This Sea of Thieves Rip-Off Brings Me So Much Joy

Thief of Seas

Riding the hype wave to create your own, erm, “spin” on a hot property is nothing new in media. Terribad moviemakers The Asylum built their foundations on copying Hollywood movies on a shoestring budget with slightly different names to confuse your grandmother.

Movies like Transmorphers (Transformers), Almighty Thor (Thor), Alien vs. Hunter (AVP) and even Titanic 2 could never be called classics, but just in the same way that The Room has a devoted following despite by all accounts being an incomprehensible mess, The Asylum’s output has its own fair share of devotees.

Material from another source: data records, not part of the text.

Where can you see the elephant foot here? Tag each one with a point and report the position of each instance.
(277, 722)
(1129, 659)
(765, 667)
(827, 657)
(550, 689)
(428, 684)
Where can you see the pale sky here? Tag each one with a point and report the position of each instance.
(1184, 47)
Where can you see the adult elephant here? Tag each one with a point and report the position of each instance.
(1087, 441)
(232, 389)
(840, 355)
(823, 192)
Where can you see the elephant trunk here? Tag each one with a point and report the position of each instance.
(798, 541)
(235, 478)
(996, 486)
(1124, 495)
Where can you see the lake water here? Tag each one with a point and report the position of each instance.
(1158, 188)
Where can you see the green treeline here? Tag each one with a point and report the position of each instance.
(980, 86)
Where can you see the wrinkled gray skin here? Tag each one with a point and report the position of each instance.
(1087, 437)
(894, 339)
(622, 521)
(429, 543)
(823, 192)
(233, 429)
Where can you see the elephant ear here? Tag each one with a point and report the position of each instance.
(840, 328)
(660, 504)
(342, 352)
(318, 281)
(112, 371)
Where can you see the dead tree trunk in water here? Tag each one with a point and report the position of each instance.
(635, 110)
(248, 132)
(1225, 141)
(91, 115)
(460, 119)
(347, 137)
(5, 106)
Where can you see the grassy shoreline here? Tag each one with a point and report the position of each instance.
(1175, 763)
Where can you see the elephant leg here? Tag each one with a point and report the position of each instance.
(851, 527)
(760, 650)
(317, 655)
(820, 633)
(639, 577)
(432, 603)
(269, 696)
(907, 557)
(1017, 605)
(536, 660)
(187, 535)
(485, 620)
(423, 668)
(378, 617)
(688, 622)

Sadly, there’s nothing that falls under the same bracket of so-bad-it’s-good in terms of video games. Until now.

With the Xbox One’s much-anticipated Sea of Thieves out next month, one developer has taken it upon themselves to deliver their alternative vision for the impatient. Thief of Seas, despite the name, unfortunately doesn’t feature a cloaked man trying to stuff the Atlantic into his backpocket, but instead revolves around a pirate’s attempts to save a princess from ghosts. I have to let you know right now that these are some powerful ghosts.

Thief of Seas
Ha Ha Ha !!! Fear Me ! I’m a Skeleton , the strongest one ever !

Once the princess has disappeared, it’s up to our crudely animated pirate to save her with absolutely no direction whatsoever. And so began my twenty minute quest across Thief of Seas’ lifeless, humdrum world to find her with the occasional dialogue hint and, I guess what you could call fights? Combat is as simple as holding down X; it may look like you’re blocking, but apparently not. The skeletons you come up against have this wonderful habit of running around in circles and not doing anything, just like me in my early twenties.

Not sure either.

Finding the princess involves your wide-gaited friend randomly strolling around and unconvincingly swimming to new islands, that is unless he gets stuck on the scenery and you have to reset yourself right back to the starting area. In an interesting twist, there is no pause menu — it’s just a list of the controls. I don’t know why you would even want to pause such a high-octane ride, though.

Thief of Seas

For an unknown reason, coins are dotted around Thief of Seas’ tiny map — I do not know or want to know what happens once you get them all. I love a backflipping, karate kicking pirate as much as the next guy, but the pirate’s mission is to important to waste on such trivial pursuits.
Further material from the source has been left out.